Zone for minority fans at Russia World Cup forced to move
A space for gay and ethnic minority football fans in Saint Petersburg during the World Cup was forced to relocate at the last minute in a move activists believe was politically motivated.
The owners of the building that was set to host Diversity House, where fans could meet and watch matches, told organisers days ahead of the opening that they were withdrawing their co-operation.
Piara Powar, director of the international anti-discrimination network FARE that is overseeing the project, said the move was "familiar" to rights groups in Saint Petersburg.
"They recognise it as the method through which the city authorities shut down activities which do not conform to their political outlook," he said in a statement Saturday.
He said the last-minute pull-out appeared to be a "political attack of the kind that shows how debates about human rights are curtailed by powerful conservative political forces in Russia."

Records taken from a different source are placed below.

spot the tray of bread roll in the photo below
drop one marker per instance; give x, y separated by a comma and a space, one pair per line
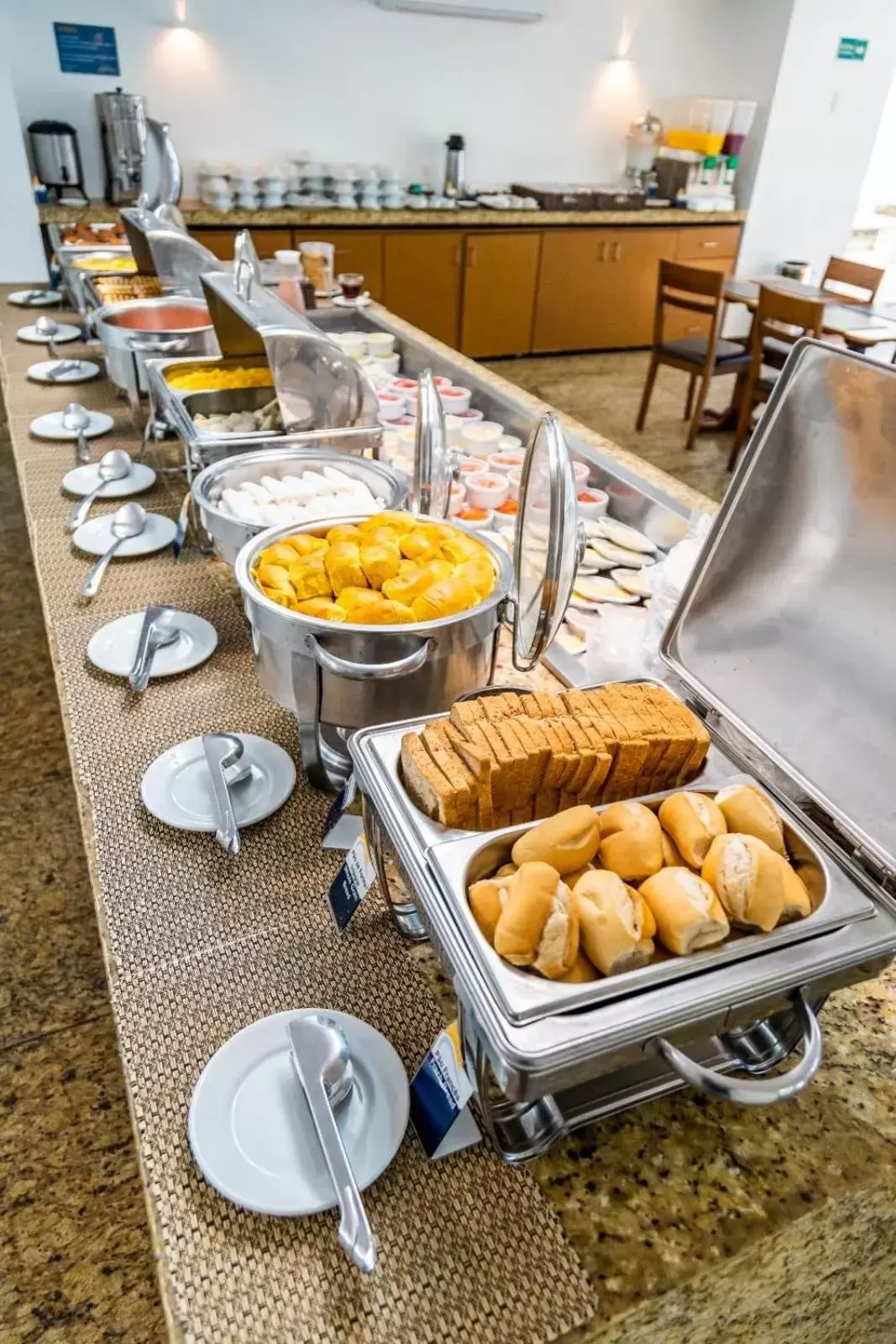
594, 844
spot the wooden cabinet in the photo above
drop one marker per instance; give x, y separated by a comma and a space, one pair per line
221, 241
422, 280
597, 288
355, 249
500, 279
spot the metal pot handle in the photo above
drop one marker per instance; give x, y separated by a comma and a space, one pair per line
160, 346
752, 1092
369, 671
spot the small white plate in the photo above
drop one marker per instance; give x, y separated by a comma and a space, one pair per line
177, 790
51, 427
63, 333
113, 648
96, 537
82, 480
251, 1133
40, 371
43, 299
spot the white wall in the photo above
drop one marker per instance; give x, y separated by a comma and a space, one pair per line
20, 250
349, 82
822, 127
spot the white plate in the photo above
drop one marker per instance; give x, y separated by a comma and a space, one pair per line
82, 480
51, 427
177, 790
251, 1133
82, 374
63, 333
113, 648
96, 537
49, 299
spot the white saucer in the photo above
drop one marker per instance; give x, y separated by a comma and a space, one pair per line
113, 648
362, 302
96, 537
177, 790
51, 427
82, 480
251, 1133
82, 374
63, 333
47, 299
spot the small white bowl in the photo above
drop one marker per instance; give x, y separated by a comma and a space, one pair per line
456, 400
506, 463
593, 503
485, 490
481, 440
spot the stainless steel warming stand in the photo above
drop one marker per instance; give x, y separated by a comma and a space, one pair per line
785, 645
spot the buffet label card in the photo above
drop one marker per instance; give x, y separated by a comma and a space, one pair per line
351, 884
342, 831
439, 1095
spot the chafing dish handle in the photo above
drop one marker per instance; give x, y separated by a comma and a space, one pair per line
752, 1092
161, 346
369, 671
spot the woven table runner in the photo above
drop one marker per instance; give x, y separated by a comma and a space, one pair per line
199, 945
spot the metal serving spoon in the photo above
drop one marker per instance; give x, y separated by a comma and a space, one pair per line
112, 467
322, 1065
76, 418
128, 522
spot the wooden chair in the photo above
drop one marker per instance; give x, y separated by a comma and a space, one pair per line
864, 280
703, 358
783, 319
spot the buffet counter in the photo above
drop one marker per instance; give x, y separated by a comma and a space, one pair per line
684, 1221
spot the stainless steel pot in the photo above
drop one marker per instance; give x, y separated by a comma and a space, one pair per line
340, 678
145, 327
230, 534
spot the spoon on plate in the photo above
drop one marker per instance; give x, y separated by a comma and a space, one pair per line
112, 467
76, 418
324, 1068
128, 522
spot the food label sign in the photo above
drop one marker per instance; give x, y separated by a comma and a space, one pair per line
86, 49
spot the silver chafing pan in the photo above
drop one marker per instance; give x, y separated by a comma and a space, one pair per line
792, 702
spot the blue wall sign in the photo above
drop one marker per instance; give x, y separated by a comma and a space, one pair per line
86, 50
852, 49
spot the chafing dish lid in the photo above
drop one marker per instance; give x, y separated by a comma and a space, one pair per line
788, 624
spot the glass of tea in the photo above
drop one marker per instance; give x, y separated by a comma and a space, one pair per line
351, 284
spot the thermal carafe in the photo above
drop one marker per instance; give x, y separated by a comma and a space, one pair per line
123, 129
56, 160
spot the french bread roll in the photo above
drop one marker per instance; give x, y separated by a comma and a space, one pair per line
539, 925
747, 878
631, 840
748, 812
687, 911
692, 822
611, 924
566, 842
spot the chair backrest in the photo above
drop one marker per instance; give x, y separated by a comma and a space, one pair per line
853, 275
694, 289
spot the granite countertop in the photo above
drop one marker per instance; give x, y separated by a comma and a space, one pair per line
199, 215
701, 1222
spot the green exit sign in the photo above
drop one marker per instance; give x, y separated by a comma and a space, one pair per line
852, 49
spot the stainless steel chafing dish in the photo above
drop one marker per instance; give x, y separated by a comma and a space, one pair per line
338, 678
785, 644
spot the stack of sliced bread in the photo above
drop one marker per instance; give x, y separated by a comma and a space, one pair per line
501, 759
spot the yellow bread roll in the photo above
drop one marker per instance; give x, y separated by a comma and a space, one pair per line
694, 822
611, 924
631, 840
687, 911
747, 811
539, 925
567, 842
746, 877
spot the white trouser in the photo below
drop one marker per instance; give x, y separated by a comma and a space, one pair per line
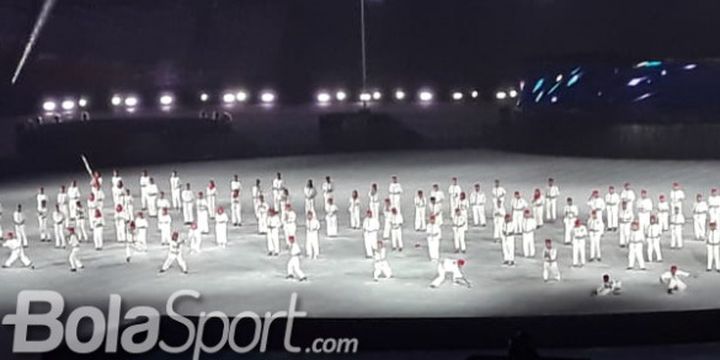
188, 216
273, 241
20, 234
612, 216
624, 233
459, 239
396, 236
508, 247
294, 267
59, 235
550, 268
551, 208
579, 252
654, 248
434, 248
236, 213
382, 268
420, 224
636, 255
713, 256
595, 252
18, 254
479, 215
529, 244
173, 258
676, 236
97, 237
699, 221
73, 260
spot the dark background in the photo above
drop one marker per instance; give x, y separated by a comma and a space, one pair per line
296, 47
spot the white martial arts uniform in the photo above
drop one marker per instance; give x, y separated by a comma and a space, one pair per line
596, 228
653, 233
380, 264
528, 228
612, 209
700, 210
331, 220
396, 223
312, 238
434, 234
551, 195
354, 211
449, 267
713, 249
293, 266
460, 227
674, 282
626, 217
550, 267
477, 204
188, 200
420, 213
635, 255
221, 221
579, 235
570, 214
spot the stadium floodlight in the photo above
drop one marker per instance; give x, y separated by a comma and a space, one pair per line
324, 97
49, 105
131, 101
426, 95
267, 97
166, 100
68, 105
228, 98
341, 95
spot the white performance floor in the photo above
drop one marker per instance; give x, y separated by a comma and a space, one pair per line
242, 277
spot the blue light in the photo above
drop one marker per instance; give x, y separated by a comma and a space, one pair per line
538, 85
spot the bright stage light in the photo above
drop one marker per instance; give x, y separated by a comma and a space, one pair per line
267, 97
49, 106
131, 101
166, 100
68, 105
426, 95
228, 98
341, 95
324, 98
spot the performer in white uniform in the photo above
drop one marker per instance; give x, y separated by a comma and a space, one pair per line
551, 195
550, 266
293, 266
453, 268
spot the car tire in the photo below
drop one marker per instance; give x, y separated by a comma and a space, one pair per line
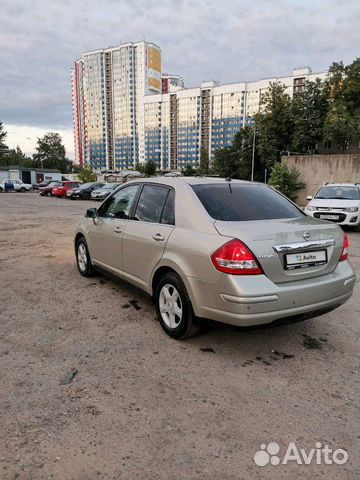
174, 309
83, 259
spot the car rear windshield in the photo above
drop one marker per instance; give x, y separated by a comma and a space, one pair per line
234, 202
338, 192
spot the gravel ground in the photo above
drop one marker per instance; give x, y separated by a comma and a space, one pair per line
142, 405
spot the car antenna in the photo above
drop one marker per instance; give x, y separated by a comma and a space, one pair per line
228, 179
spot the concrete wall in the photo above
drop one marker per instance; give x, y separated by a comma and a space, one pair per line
315, 170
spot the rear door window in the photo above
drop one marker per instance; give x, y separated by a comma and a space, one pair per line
168, 215
119, 205
151, 203
235, 202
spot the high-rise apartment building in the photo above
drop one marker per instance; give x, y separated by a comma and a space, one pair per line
126, 111
181, 123
108, 88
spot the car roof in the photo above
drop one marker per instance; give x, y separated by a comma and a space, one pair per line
173, 181
341, 185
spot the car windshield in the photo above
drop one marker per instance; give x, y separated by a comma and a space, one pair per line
338, 192
236, 202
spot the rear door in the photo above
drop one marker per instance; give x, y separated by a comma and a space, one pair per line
106, 232
147, 232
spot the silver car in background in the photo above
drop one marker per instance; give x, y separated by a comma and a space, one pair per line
101, 193
232, 251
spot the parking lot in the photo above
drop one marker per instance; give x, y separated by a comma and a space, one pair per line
139, 404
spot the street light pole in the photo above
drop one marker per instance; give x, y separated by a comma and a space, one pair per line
253, 155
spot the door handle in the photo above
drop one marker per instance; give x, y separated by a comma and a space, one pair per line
158, 237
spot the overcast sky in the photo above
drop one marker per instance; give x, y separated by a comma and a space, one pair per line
227, 40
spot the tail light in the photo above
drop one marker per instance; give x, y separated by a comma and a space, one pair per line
235, 258
345, 252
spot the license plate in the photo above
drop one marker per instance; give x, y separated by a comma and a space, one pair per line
329, 217
305, 259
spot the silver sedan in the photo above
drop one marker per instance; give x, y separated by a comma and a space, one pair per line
232, 251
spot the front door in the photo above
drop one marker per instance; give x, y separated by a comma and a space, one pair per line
147, 232
106, 231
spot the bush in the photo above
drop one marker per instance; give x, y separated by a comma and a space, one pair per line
286, 180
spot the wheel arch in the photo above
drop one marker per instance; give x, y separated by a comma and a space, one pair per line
170, 267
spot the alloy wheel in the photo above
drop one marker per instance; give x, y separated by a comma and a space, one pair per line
170, 306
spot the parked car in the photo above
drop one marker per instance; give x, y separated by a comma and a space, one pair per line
336, 202
232, 251
103, 192
46, 190
8, 185
61, 189
83, 192
36, 186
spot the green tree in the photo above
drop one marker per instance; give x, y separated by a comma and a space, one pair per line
50, 153
3, 147
86, 174
342, 123
189, 171
286, 180
149, 168
204, 161
309, 108
274, 124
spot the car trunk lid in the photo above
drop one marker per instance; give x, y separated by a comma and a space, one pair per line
282, 247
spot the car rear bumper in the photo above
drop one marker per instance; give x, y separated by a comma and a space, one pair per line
352, 219
254, 300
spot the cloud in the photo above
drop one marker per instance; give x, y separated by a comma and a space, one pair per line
231, 40
26, 137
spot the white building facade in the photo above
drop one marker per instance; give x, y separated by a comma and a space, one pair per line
108, 88
125, 111
178, 125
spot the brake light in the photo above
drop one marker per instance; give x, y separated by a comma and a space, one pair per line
235, 258
345, 252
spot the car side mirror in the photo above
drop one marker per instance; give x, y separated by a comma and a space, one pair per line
91, 213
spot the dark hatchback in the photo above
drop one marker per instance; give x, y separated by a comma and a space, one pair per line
84, 191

Powar told AFP last month the network had sought assurances from Russian authorities that Diversity Houses in both Moscow and Saint Petersburg would be allowed to go ahead during the World Cup.
Local organiser Elena Belokurova told AFP the group had found a new location in the centre of Saint Petersburg and it was already open.
She said there had been no threats from the owners of the building where the project was originally planned, near the city's main fan zone.
The Moscow Diversity House opened last week and has been hosting events in the city centre.
British gay rights activist Peter Tatchell was briefly arrested last week for a one-man protest near Red Square against President Vladimir Putin's record on gay rights.
Violence against gays and homophobic rhetoric in Russia regularly make global headlines.